Zum „Sacre“-Abend von Sasha Waltz & Guests gehören noch zwei Vorspiele. Davon ist der „L’Après-midi d’un faune“ mit seinen extrem verlangsamten Bewegungen, den faunischen Seitenliegefiguren aus schräg gestreckten Gliedern, dem plötzlichen Durchrütteln des Körpers und lustvollen Verfolgungen und Verwicklungen das erotisch attraktivste. Die Nijinskysche Reliefsprache klingt dabei ebenso an wie in den knallfarbigen Bademoden die Fleckung der damaligen Kostüme. Inzwischen freilich gebärden sich alle als Faune, prickelt jedes langsame Folgen, jede zufällige Berührung von unschuldiger Erotik, gesteigert durch ein sinnliches Lippenstiftspiel. Hier ist Waltz wieder nahe an den Etüden aus der Zeit ihrer „Körper“-Choreografien.

Dagegen entfaltet ihre „Scène d’amour“ aus dem einst für Paris entworfenen Romeo-und-Julia-Ballett auf Berlioz wenig Liebesreiz. Ja, das ist alles zart und duftig dem klassischen Vokabular nachgeformt und hat, vom Ballett der Pariser Oper getanzt, als legere Umspielung der alten Figuren, die tief in jenen Tänzern stecken, auch seinen Charme. Vor einem modernen tanzsprachlichen Hintergrund wie hier und aus dem Zusammenhang der Gesamtchoreografie gerissen, fehlt es Lorena Justribo Manion und Ygal Tsur an leidenschaftlicher Unbedingtheit, die jenem Paar eignen sollte.
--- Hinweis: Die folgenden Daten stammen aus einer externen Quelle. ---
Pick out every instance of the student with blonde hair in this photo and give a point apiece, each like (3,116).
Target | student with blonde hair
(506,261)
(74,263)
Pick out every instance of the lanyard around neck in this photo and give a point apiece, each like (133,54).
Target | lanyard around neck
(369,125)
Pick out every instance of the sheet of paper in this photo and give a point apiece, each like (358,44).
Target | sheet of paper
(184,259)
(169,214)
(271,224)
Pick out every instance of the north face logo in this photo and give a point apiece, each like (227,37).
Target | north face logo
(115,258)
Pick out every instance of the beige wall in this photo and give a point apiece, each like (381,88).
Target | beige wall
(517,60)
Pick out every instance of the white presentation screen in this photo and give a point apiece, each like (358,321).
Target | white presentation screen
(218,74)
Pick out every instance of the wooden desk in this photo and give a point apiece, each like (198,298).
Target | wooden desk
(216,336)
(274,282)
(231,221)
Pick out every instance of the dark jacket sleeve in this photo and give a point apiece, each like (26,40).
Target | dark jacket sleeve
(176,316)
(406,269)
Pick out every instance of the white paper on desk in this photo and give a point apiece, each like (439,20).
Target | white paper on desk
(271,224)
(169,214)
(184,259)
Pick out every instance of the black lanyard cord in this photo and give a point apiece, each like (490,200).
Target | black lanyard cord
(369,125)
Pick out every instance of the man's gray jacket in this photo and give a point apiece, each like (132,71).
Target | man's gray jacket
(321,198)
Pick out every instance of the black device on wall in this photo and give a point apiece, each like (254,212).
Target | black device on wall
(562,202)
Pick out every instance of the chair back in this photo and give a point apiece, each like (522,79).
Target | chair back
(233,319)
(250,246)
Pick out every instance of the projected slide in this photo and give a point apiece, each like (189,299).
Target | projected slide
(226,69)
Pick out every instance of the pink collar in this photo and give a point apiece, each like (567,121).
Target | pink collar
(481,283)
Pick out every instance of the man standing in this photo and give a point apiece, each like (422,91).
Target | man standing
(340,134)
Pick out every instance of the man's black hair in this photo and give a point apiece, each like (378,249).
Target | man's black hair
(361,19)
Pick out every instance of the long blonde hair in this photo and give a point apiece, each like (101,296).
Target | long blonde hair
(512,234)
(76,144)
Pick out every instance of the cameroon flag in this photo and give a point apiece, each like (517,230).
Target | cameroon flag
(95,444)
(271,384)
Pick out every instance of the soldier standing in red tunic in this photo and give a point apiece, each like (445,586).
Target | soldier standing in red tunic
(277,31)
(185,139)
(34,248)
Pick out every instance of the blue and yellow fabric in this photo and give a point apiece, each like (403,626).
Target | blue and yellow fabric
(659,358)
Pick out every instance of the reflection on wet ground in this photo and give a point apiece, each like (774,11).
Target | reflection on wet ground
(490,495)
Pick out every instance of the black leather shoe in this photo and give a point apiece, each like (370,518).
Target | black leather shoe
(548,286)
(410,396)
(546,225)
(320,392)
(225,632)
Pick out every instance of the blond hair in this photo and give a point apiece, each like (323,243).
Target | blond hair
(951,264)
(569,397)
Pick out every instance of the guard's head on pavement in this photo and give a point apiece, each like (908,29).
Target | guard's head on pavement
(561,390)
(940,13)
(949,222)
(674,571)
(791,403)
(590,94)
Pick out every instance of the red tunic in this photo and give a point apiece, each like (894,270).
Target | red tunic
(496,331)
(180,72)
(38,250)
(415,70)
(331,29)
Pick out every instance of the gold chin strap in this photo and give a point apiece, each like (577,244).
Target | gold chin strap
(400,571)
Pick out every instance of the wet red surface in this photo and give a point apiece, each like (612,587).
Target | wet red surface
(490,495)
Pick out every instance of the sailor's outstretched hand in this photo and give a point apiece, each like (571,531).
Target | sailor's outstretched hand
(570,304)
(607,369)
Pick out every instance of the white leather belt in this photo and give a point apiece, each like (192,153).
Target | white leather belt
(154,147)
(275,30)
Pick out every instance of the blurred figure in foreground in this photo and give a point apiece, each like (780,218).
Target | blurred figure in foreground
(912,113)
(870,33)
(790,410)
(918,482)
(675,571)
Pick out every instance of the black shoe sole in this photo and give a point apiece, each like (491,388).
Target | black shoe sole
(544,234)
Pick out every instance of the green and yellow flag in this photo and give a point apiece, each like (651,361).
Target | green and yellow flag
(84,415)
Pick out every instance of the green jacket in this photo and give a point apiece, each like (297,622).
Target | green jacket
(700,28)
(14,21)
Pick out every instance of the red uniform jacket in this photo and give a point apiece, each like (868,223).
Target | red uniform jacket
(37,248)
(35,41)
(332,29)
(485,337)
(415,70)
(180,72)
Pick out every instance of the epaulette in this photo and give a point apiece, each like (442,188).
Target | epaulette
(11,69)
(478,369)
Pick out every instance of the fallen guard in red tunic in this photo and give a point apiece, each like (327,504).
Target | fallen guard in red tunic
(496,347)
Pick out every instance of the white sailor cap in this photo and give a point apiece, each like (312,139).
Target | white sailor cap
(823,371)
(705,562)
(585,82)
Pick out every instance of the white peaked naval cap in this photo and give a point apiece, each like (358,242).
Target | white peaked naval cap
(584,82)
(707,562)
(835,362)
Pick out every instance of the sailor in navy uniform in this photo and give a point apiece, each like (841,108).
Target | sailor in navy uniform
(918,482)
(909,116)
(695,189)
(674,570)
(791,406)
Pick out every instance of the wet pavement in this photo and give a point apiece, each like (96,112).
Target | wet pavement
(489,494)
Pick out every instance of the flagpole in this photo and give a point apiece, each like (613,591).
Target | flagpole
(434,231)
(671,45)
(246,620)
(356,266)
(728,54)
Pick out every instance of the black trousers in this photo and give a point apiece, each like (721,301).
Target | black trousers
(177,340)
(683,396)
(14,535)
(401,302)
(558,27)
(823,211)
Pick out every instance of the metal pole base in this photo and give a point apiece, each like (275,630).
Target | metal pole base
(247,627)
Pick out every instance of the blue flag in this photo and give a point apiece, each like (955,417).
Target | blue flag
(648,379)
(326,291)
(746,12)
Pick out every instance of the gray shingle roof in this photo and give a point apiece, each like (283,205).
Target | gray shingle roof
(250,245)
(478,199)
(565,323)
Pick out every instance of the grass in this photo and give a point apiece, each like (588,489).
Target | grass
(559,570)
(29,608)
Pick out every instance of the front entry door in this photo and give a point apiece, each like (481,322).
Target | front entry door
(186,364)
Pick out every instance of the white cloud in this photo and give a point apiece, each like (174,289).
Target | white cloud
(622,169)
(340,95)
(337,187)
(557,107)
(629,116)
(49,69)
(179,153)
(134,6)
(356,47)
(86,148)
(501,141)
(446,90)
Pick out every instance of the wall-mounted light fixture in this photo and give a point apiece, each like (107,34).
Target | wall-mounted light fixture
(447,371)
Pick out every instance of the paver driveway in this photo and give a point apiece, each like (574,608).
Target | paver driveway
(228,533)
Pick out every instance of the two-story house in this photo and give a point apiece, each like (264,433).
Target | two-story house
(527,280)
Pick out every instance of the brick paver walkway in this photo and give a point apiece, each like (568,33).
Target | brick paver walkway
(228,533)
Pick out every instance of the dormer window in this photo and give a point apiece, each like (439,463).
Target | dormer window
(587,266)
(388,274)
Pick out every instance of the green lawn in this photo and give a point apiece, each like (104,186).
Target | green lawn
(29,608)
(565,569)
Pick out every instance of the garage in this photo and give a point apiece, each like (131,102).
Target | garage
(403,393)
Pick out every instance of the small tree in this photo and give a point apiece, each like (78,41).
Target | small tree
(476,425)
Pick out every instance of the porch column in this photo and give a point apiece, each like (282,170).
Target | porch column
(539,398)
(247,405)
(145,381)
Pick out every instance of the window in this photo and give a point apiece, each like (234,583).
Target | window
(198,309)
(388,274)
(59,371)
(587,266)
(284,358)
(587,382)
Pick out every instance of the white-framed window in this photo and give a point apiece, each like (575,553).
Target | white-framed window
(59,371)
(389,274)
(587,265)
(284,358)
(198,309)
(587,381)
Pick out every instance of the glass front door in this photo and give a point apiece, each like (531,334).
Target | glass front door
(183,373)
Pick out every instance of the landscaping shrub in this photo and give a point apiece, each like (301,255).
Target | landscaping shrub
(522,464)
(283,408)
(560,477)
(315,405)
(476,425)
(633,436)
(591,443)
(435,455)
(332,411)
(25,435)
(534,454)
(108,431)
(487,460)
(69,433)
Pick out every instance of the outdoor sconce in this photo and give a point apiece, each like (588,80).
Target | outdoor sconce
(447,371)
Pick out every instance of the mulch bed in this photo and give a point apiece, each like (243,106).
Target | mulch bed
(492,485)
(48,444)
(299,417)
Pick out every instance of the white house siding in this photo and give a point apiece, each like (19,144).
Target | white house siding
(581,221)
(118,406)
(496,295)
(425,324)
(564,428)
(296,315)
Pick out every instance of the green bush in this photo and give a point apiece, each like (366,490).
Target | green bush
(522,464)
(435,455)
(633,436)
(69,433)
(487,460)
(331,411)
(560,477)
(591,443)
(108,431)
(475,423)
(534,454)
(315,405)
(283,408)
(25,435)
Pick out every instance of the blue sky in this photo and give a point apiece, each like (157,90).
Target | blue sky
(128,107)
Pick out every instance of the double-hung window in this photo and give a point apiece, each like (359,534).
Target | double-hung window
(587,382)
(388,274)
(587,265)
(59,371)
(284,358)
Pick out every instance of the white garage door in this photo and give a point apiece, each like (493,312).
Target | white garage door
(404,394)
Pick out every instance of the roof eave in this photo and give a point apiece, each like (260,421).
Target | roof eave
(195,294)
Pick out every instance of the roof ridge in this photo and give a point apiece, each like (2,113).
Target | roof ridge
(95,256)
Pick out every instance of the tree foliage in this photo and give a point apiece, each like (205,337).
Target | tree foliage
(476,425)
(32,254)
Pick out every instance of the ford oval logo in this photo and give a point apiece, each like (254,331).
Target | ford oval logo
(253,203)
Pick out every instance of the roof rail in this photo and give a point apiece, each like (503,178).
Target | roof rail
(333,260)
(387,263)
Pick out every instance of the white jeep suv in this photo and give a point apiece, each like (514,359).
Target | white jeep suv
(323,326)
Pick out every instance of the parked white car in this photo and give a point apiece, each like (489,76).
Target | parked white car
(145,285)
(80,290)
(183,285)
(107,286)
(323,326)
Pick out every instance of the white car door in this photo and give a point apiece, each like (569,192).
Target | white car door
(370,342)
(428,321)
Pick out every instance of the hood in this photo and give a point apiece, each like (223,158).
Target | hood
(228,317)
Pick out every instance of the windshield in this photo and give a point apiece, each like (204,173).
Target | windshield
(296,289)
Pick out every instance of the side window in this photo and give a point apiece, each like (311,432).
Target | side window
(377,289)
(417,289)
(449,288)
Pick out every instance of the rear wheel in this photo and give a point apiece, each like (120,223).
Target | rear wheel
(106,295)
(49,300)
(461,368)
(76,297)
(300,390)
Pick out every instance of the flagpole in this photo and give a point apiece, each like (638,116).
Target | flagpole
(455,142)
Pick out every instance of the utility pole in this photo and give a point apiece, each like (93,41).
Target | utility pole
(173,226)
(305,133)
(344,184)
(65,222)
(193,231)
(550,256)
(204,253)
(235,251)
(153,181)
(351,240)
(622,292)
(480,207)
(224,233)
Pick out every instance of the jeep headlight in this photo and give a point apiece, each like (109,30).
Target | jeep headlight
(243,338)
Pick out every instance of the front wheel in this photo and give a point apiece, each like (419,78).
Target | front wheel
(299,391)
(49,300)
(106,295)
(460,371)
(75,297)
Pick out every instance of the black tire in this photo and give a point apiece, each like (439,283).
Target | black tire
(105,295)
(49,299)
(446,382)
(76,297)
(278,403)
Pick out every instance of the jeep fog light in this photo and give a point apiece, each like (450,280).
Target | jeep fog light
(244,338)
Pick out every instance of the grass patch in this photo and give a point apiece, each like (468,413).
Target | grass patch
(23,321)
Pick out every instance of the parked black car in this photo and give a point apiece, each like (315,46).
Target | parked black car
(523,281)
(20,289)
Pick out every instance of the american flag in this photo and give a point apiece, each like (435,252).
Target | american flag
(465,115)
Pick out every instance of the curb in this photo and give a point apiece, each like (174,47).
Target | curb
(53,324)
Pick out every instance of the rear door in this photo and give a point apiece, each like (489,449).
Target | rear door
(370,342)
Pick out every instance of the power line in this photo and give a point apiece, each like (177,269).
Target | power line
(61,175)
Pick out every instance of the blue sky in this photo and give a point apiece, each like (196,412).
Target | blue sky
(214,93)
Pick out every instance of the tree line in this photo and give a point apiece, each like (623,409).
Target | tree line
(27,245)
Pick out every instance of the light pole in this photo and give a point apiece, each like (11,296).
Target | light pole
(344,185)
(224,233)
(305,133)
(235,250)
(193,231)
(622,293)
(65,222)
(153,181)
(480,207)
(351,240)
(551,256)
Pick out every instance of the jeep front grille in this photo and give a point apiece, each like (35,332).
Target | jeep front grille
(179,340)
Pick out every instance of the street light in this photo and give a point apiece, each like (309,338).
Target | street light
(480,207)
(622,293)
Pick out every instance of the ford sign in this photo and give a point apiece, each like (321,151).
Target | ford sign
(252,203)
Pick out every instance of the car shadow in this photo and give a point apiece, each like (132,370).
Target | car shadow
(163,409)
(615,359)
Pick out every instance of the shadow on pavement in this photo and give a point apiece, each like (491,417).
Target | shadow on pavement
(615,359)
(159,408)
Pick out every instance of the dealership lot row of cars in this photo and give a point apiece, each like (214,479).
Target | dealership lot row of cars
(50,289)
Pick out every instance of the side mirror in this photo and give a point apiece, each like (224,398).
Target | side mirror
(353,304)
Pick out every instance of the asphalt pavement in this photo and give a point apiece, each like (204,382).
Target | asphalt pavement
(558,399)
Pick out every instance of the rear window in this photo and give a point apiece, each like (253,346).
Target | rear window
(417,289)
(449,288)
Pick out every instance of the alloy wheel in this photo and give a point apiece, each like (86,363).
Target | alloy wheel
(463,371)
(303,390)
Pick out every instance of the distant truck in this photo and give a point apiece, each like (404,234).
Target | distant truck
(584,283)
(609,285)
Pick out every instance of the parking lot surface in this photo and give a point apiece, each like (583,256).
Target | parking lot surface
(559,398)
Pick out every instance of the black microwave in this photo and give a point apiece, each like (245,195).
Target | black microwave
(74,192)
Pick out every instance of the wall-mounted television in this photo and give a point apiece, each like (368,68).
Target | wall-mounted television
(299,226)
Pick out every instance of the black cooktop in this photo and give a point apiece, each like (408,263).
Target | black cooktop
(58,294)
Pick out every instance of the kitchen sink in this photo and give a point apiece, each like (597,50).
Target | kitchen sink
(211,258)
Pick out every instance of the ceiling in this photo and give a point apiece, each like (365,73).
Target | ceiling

Die gestreckten Arme, halbe Spitze, das wehende Kleidchen, Heben und Verlassen bleiben geschmackvolle Tändelei, wo man existentielle Körpersprache erwarten würde. Zumindest in dieser Dreier-Kopplung sieht das gar zu sehr nach Gala-Schnittchen aus. Da hätte Waltz sich lieber einen drastischen „Boléro“ ausdenken sollen. Applaus findet sie freilich damit immer, auch in Hannover in Ovationenstärke.